Else what shall they do?... why are they then baptized for the dead? 1. This baptism is metaphorical, the baptism of pain, afflictions, tears, and prayers, which they endure on behalf of the dead, in order to deliver them from the baptism of fire in purgatory. For even those Judaisers are baptized who deny the resurrection, like Cerinthus and others, or, at any rate, their fellow-religionists, the Jews, and this, according to the faith and custom of the Hebrews, who are wont to pray for the dead, as appears from 2 Macc. 12:43, and from their modern forms of prayer. This meaning best fits in with what follows. Baptism is in other places often used in this sense, (as S. Mar 10:53; S. Luke 12:50; Psa 22:6). Throughout Scripture, waters and waves typify tribulations and afflictions.

2. "Baptism" can also be understood of purification before the sacrifices which were offered for the dead. The Jews were in the habit of being purified before sacrifice, prayer, or any Divine service. Cf. S. Mark 7:9; Hebrews 6:12, and Hebrews 9:10.

3. The different interpretations of others are dealt with at length by Bellarmine (de Purgat. lib. i. c. 4) and Suarez (p. 3, qu. 56, disp. 50, sect. 1), and they all are referred to literal baptism.

(a) S. Thomas explains it to mean baptism for washing away sins, which are dead works.

(b) Theodoret thinks that "for the dead" is "like the dead," when they rise from death, viz., when they are baptized, and emerge from the waters of baptism as from the tomb, they symbolise the resurrection of the dead.

Epiphanius (Hære. 28) takes "for the dead" to mean when death is close at hand, and they are looked on as already dead. For then those who had deferred baptism wished to be baptized in hope and faith in eternal life and resurrection. Hence those to be baptized used to recite the Creed, in which is the Article, "I believe in the resurrection of the dead."

(d) Claud Guiliaud, a doctor of Paris, thinks that the phrase refers to the martyrs, who suffer for the faith and the article of the resurrection of the dead. This meaning agrees well with the words that follow. "Why stand we in jeopardy every hour?"

(e) Others refer to a custom which the followers of Marcion afterwards observed, and suppose the meaning to be that some, in mistake and out of superstition, received baptism for the dead who had died without baptism. Cf. Ambrose and Irenæus (Hæres. 28), Tertullian (de Resurr. c. 24) and Chrysostom.

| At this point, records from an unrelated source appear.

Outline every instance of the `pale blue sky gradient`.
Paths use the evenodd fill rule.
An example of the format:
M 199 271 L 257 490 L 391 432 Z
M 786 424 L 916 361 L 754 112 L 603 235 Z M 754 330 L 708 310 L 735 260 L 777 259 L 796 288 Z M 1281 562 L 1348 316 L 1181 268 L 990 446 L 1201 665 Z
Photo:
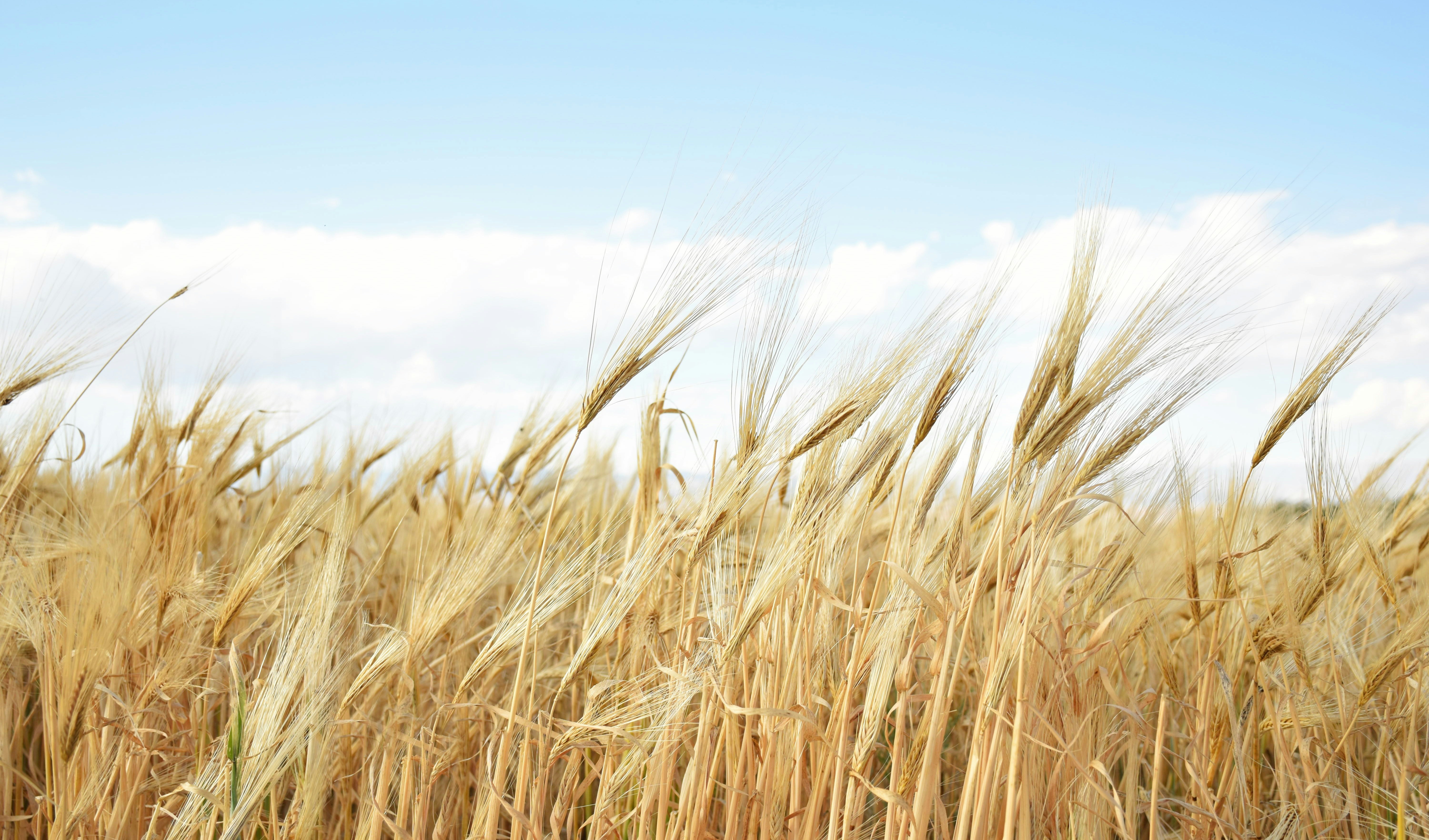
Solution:
M 1425 3 L 10 4 L 0 296 L 70 283 L 130 324 L 223 267 L 87 397 L 96 451 L 127 434 L 147 347 L 180 396 L 233 350 L 293 423 L 502 440 L 579 389 L 603 270 L 630 281 L 712 186 L 773 173 L 820 210 L 829 359 L 1022 254 L 1006 397 L 1079 193 L 1115 177 L 1117 236 L 1145 244 L 1127 290 L 1218 207 L 1212 233 L 1255 244 L 1230 301 L 1256 311 L 1248 354 L 1179 427 L 1209 463 L 1243 460 L 1325 323 L 1405 296 L 1326 401 L 1373 454 L 1429 426 L 1426 33 Z M 676 383 L 710 437 L 733 341 L 702 333 Z M 1265 471 L 1296 493 L 1282 450 Z
M 1143 209 L 1293 184 L 1348 230 L 1429 217 L 1426 33 L 1423 3 L 11 4 L 0 167 L 43 220 L 179 233 L 589 230 L 632 173 L 689 197 L 730 154 L 819 166 L 839 239 L 956 251 L 1106 173 Z

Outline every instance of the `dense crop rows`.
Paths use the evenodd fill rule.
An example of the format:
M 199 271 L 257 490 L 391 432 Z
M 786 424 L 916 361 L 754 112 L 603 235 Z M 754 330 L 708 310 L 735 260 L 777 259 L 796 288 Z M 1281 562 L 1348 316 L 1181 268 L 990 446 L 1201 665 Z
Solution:
M 1233 476 L 1170 459 L 1132 481 L 1232 359 L 1235 327 L 1198 320 L 1213 264 L 1112 317 L 1093 214 L 992 430 L 1002 281 L 795 390 L 793 274 L 702 241 L 589 391 L 504 449 L 283 460 L 217 381 L 179 409 L 151 384 L 103 466 L 56 457 L 57 413 L 11 421 L 0 831 L 1425 836 L 1429 496 L 1389 464 L 1346 477 L 1315 433 L 1308 504 L 1255 473 L 1316 429 L 1382 307 Z M 693 469 L 712 479 L 666 463 L 663 391 L 617 470 L 587 426 L 730 300 L 753 303 L 736 439 Z M 74 361 L 26 359 L 14 393 Z

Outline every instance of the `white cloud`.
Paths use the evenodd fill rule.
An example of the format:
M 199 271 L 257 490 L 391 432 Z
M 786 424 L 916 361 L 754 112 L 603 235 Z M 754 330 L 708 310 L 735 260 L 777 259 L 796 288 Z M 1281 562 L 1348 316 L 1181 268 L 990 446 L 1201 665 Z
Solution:
M 654 213 L 650 213 L 644 207 L 632 207 L 620 216 L 616 216 L 614 221 L 610 223 L 610 233 L 616 236 L 630 236 L 637 230 L 643 230 L 653 220 Z
M 813 286 L 813 300 L 830 317 L 859 317 L 877 313 L 896 300 L 900 289 L 917 279 L 927 244 L 915 241 L 902 249 L 883 243 L 843 244 L 833 249 L 827 273 Z
M 34 219 L 36 213 L 34 199 L 30 196 L 0 190 L 0 219 L 6 221 L 26 221 Z
M 1388 423 L 1402 431 L 1418 431 L 1429 426 L 1429 380 L 1416 376 L 1363 381 L 1330 406 L 1330 417 L 1345 426 Z
M 1429 224 L 1385 221 L 1346 234 L 1280 239 L 1275 199 L 1230 196 L 1193 201 L 1176 213 L 1112 209 L 1107 214 L 1109 276 L 1127 290 L 1145 287 L 1177 259 L 1199 264 L 1216 243 L 1240 241 L 1242 257 L 1255 266 L 1236 279 L 1230 294 L 1230 303 L 1253 303 L 1265 324 L 1243 366 L 1250 373 L 1218 386 L 1205 410 L 1187 414 L 1183 436 L 1252 447 L 1319 324 L 1342 319 L 1379 290 L 1396 289 L 1405 301 L 1329 400 L 1343 427 L 1395 444 L 1403 431 L 1429 423 L 1422 361 L 1429 351 Z M 0 216 L 24 221 L 7 214 L 10 200 L 0 196 Z M 23 200 L 17 207 L 33 213 Z M 626 211 L 616 226 L 626 231 L 647 226 L 650 219 L 639 213 L 649 211 Z M 1035 351 L 1039 324 L 1056 306 L 1076 220 L 1053 219 L 1020 234 L 1010 223 L 989 221 L 980 233 L 979 253 L 987 256 L 942 264 L 930 257 L 927 241 L 839 244 L 827 264 L 813 266 L 809 297 L 832 319 L 865 319 L 972 289 L 989 273 L 1015 266 L 1007 307 L 1013 323 L 993 360 L 1007 397 Z M 1248 236 L 1233 240 L 1233 233 Z M 657 240 L 650 266 L 663 264 L 674 247 Z M 640 237 L 607 249 L 603 237 L 479 227 L 363 234 L 252 223 L 209 236 L 179 236 L 156 221 L 0 229 L 7 283 L 77 276 L 113 296 L 110 309 L 127 306 L 136 319 L 217 267 L 213 280 L 150 327 L 150 336 L 161 336 L 163 346 L 179 353 L 176 376 L 191 379 L 191 367 L 231 346 L 244 360 L 240 380 L 269 407 L 290 409 L 294 417 L 344 403 L 357 414 L 377 407 L 397 419 L 456 417 L 464 426 L 504 423 L 547 387 L 577 387 L 597 273 L 604 266 L 599 323 L 609 330 L 643 257 Z M 716 429 L 729 413 L 722 383 L 732 333 L 729 323 L 706 330 L 676 383 L 679 407 L 694 413 L 706 437 L 720 437 Z M 697 356 L 709 361 L 699 363 Z M 106 374 L 111 381 L 126 376 L 124 387 L 131 387 L 133 373 Z M 632 389 L 632 400 L 639 389 Z M 627 409 L 616 404 L 612 413 L 629 419 Z M 1292 459 L 1293 449 L 1282 446 Z

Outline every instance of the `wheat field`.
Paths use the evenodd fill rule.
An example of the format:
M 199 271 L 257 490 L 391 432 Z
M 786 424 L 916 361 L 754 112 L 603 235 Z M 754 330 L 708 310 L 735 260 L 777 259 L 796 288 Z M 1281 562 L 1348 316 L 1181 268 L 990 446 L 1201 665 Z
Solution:
M 294 449 L 221 377 L 174 406 L 153 376 L 127 443 L 71 459 L 36 403 L 0 446 L 0 831 L 1426 836 L 1425 473 L 1349 473 L 1315 409 L 1388 304 L 1232 471 L 1140 457 L 1243 353 L 1202 317 L 1236 273 L 1110 307 L 1089 219 L 1010 427 L 1015 277 L 805 387 L 802 263 L 722 236 L 480 451 Z M 699 419 L 649 376 L 730 310 L 735 434 L 682 471 Z M 13 349 L 3 401 L 80 356 Z M 590 430 L 614 413 L 633 451 Z M 1288 434 L 1303 504 L 1258 484 Z

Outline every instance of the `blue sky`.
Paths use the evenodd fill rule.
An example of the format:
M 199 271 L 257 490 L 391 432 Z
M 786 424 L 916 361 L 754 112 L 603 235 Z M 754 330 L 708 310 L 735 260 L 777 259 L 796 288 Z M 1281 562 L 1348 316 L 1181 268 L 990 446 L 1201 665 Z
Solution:
M 1106 173 L 1147 209 L 1293 184 L 1352 229 L 1429 216 L 1426 31 L 1415 3 L 17 4 L 0 164 L 46 219 L 186 233 L 580 230 L 632 176 L 679 200 L 783 156 L 853 239 L 955 249 Z
M 833 347 L 1023 254 L 1012 393 L 1110 181 L 1130 264 L 1218 207 L 1260 249 L 1246 361 L 1185 420 L 1212 457 L 1253 446 L 1326 320 L 1405 296 L 1329 401 L 1373 453 L 1429 424 L 1426 31 L 1409 3 L 13 4 L 0 296 L 73 283 L 129 323 L 223 266 L 150 330 L 180 390 L 233 351 L 293 419 L 499 436 L 579 387 L 606 256 L 630 274 L 712 184 L 773 173 L 820 210 Z M 702 336 L 682 407 L 727 413 L 732 340 Z M 127 429 L 141 361 L 84 423 Z M 1293 493 L 1293 450 L 1270 467 Z

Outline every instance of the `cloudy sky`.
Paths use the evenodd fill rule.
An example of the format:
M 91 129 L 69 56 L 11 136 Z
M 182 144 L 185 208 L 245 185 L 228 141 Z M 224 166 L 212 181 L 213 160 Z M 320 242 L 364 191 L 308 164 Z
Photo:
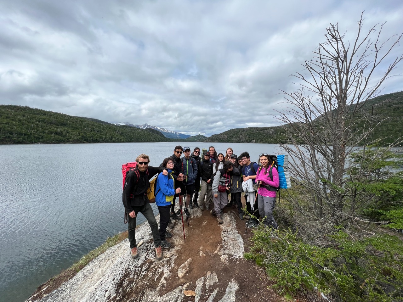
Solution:
M 403 31 L 401 0 L 0 0 L 0 103 L 191 135 L 276 126 L 290 75 L 363 10 Z

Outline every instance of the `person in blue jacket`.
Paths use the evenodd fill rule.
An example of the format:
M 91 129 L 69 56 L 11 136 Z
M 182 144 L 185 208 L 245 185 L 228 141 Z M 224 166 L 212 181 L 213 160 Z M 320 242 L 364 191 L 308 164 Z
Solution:
M 168 170 L 168 174 L 164 175 L 160 173 L 157 178 L 156 187 L 155 202 L 160 212 L 160 238 L 161 246 L 164 248 L 169 248 L 172 244 L 166 241 L 166 238 L 172 237 L 172 233 L 166 230 L 170 221 L 169 212 L 171 205 L 173 203 L 174 196 L 175 193 L 181 192 L 181 188 L 174 188 L 174 177 L 172 171 L 174 160 L 171 157 L 167 157 L 162 162 L 162 166 Z

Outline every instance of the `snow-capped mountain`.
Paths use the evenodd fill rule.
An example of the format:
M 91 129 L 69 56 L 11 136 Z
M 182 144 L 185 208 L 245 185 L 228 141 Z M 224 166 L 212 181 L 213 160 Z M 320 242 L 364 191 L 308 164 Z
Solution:
M 165 137 L 168 137 L 170 139 L 187 139 L 188 137 L 190 137 L 191 136 L 191 135 L 183 134 L 183 133 L 181 133 L 179 132 L 175 132 L 170 130 L 168 130 L 164 128 L 161 128 L 160 127 L 151 126 L 151 125 L 149 125 L 148 124 L 144 124 L 142 125 L 133 125 L 133 124 L 130 124 L 129 122 L 125 123 L 112 123 L 112 124 L 118 126 L 129 126 L 131 127 L 135 127 L 136 128 L 139 128 L 140 129 L 154 129 L 155 130 L 160 131 L 160 132 L 164 134 L 164 136 Z

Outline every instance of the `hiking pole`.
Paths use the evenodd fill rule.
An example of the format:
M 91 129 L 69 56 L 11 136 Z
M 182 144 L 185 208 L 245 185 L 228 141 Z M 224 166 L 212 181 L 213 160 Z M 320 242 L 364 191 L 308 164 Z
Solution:
M 187 222 L 187 226 L 189 226 L 189 217 L 187 217 L 187 215 L 186 214 L 186 212 L 189 212 L 189 210 L 187 209 L 187 207 L 186 207 L 186 187 L 185 187 L 185 209 L 186 210 L 185 212 L 185 215 L 186 217 L 186 222 Z M 182 214 L 183 216 L 183 214 Z
M 181 198 L 181 193 L 179 194 L 179 204 L 181 206 L 181 207 L 182 208 L 182 199 Z M 186 242 L 186 238 L 185 237 L 185 226 L 183 225 L 183 214 L 181 209 L 181 215 L 182 217 L 182 228 L 183 229 L 183 240 L 185 240 L 185 242 Z
M 258 188 L 258 191 L 259 190 L 259 188 L 260 187 L 260 185 L 259 185 L 259 187 Z M 258 191 L 256 192 L 256 196 L 255 197 L 255 201 L 253 202 L 253 209 L 252 209 L 252 211 L 253 211 L 253 209 L 255 208 L 255 207 L 256 205 L 256 200 L 258 199 Z M 258 209 L 259 208 L 258 208 Z M 249 224 L 250 223 L 251 219 L 252 219 L 252 215 L 253 215 L 256 213 L 257 210 L 255 210 L 253 213 L 249 215 L 249 220 L 248 221 L 248 224 L 246 225 L 246 228 L 245 229 L 245 233 L 248 232 L 248 227 L 249 226 Z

(f) Chrysostom proffers and prefers another explanation, viz., that S. Paul's meaning is: Why do all receive baptism in hope of the resurrection of the dead, or to benefit their state when dead, that it may be well with them after death, if the dead do not rise? Surely, then, in vain do they do this. But this is not credible, for the common faith of all the faithful is that they do rise, so much so, that many of them put off their baptism, even to the end of life, and are baptized on their death-bed, in the hope that, being purified by baptism from all pain and guilt, they may fly to heaven, and obtain a joyful resurrection. Hence we get the name "clinical baptism." Many canons are extant ordering that such baptism be not refused to those who ask for it.

This last meaning seems the simplest of all, and the one most on the surface, and is taken from the literal meaning of "baptized." Tertullian says that "for the dead" means, " When the sacrament of baptism is performed over the body, the body is consecrated to immortality." Ver. 30 . And why stand we in jeopardy every hour? It is folly for us to expose ourselves to so many dangers and persecutions, in hope of the resurrection, if there is none. This is a fresh reason, or rather a fresh part of the reason joined to the preceding verse. That we all shall rise again is evident from the common belief and instinct of all the faithful, instilled into them both by grace and nature; for all long for baptism, because of this hope of the resurrection. Others again, and we especially, because of the same hope, boldly meet and even attack all dangers and sufferings. God, therefore, who by nature and grace has given us this feeling and this courage, through hope of the resurrection, plainly testifies by this very fact that we shall rise again.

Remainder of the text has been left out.